Some books contain awkward phrases too. And the question is: how relevant are they? Are these ‘common phrases’ really used in everyday life?
These questions have been bugging me for a long time, so I’ve decided to come up with a list of phrases most commonly used (in real life) in the most common situations – based on personal experience in Korea ^^
The following list contains phrases of what the Koreans will say. I find that it’s harder for us to catch what they are saying compared to getting our meaning across since the following are such set phrases that they usually say it really fast.
I won’t be putting up romanisations, but I hope you will be finding it useful all the same! ^^ I’ll be compiling another list of how you should reply next time to prevent information overload.
At the restaurant
- 몇분이세요? (how many people?)
- 잠시만 기다리세요 (please wait for a moment)
- 이쪽으로 안내 드리겠습니다 (please go this way – used when directing you to the seat)
- 예약했어요? (have you made a reservation?)
- 지금 자리 없는데요, XX분을 기다려야 하는데 괜찮으세요? (there are no seats right now, is it okay to wait for xx mins?)
- 성함이 어떻게 되세요? (may I have your name?)
- 자리가 나오시면 연락드리겠습니다 (we will contact you again when there are seats)
- 주문 도와 드리겠습니다. (may I take your order?)
- xxxx, 주문 맞으시죠? (xxx, is the order correct?)
At the casual food place
- 뭐 드릴까요? (can i take your order?)
- 결제 도와 드리겠습니다 (lit: I will assist you in payment – used when you are paying for something)
- 포인트 카드 있으세요? (do you have any point card?)
- 연수증 필요하세요? (do you need a receipt?)
- 현금 연수증 필요하세요? (do you need a cash receipt?)
- 서명 부탁드리겠습니다 (please sign)
- 봉투에 담아 드릴까요? / 봉투 필요하세요? (should I put these in a bag for you? / do you need a bag?)
현금 연수증 is a something that we do not have in Singapore.
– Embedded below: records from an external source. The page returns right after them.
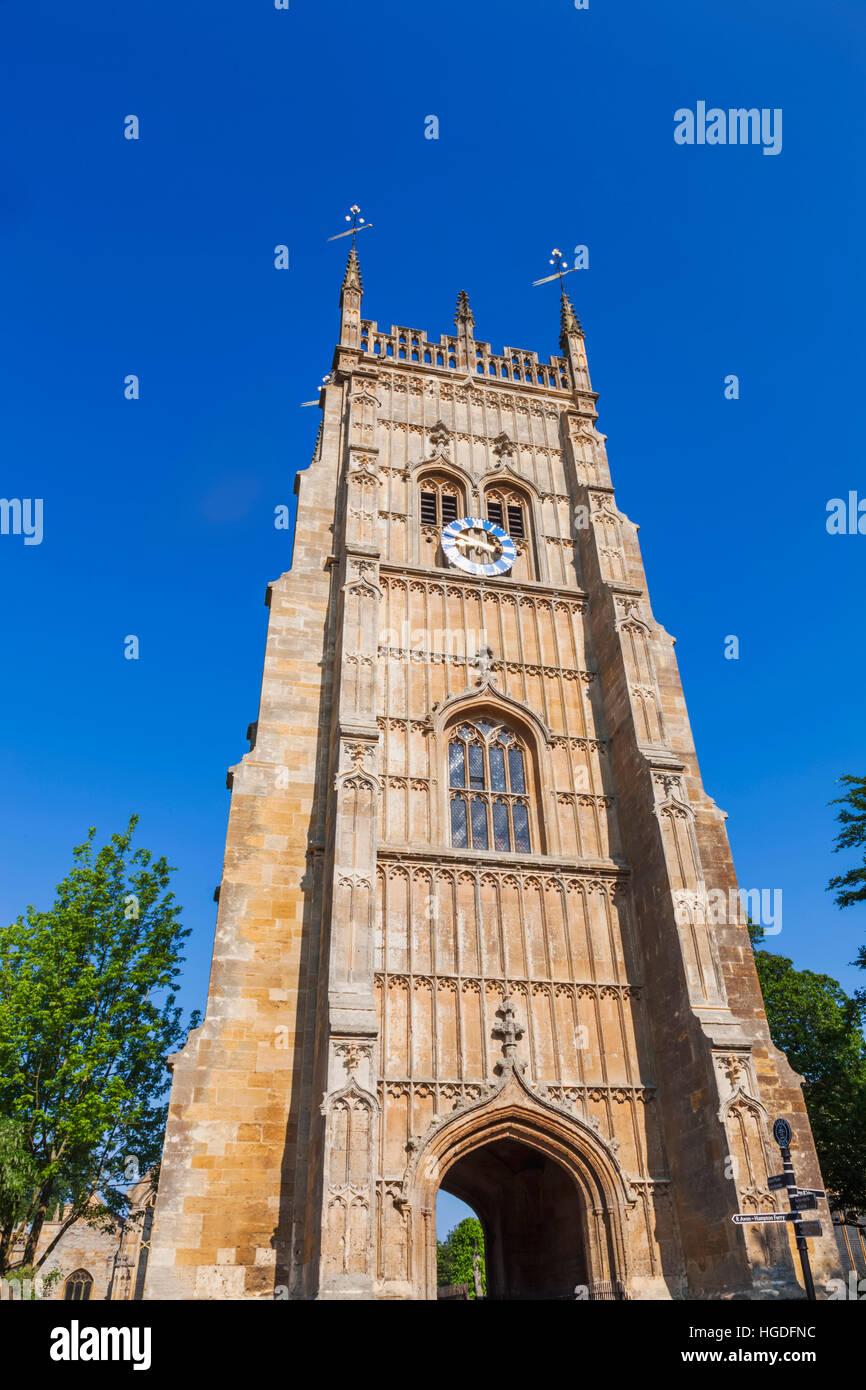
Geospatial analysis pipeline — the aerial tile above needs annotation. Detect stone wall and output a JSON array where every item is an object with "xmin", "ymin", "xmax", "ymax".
[{"xmin": 144, "ymin": 265, "xmax": 840, "ymax": 1300}]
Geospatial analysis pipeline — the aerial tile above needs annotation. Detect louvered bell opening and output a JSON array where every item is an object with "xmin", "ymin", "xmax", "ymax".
[
  {"xmin": 506, "ymin": 505, "xmax": 525, "ymax": 537},
  {"xmin": 420, "ymin": 492, "xmax": 438, "ymax": 525},
  {"xmin": 441, "ymin": 494, "xmax": 459, "ymax": 524},
  {"xmin": 486, "ymin": 501, "xmax": 504, "ymax": 528}
]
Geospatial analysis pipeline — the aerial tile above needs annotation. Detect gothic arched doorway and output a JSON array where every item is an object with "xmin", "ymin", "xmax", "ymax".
[
  {"xmin": 440, "ymin": 1137, "xmax": 588, "ymax": 1299},
  {"xmin": 410, "ymin": 1067, "xmax": 632, "ymax": 1301}
]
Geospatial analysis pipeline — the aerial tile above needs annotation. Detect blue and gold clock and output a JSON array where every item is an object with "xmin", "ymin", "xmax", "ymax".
[{"xmin": 441, "ymin": 516, "xmax": 518, "ymax": 577}]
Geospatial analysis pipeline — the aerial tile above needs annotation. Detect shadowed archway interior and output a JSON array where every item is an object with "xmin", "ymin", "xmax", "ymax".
[{"xmin": 440, "ymin": 1138, "xmax": 588, "ymax": 1300}]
I’m still not sure of its purpose but be rest assured that foreigners have no need for it. I once said 예 and the cashier ask me for my social security number. 😐
Point card. Every Korean has at least a dozen point cards. Or so it seems. I’ve always been asked if I have xxx point card or yyy point card almost anywhere I go. The most common one seems to be the Happy point card or the CJ card.
The translations are not direct translations of the phrases. If you look at them carefully, you will find that some of them are statements functioning as questions when translated to English. We tend to expect a direct translation of our native language and that is why we often do not understand how the natives speak.
During my first week here in Korea, I get really nervous when the Koreans start to rattle off these set phrases at top speed. My Korean is not bad, but I was just unaccustomed to these phrases. Anyone has similar experiences?
All those phrases are not really found in the typical phrasebooks right? ^^ But trust me, they are used everywhere in Korea!
Let me know what you think about the list. And suggestions / feedback is always welcomed!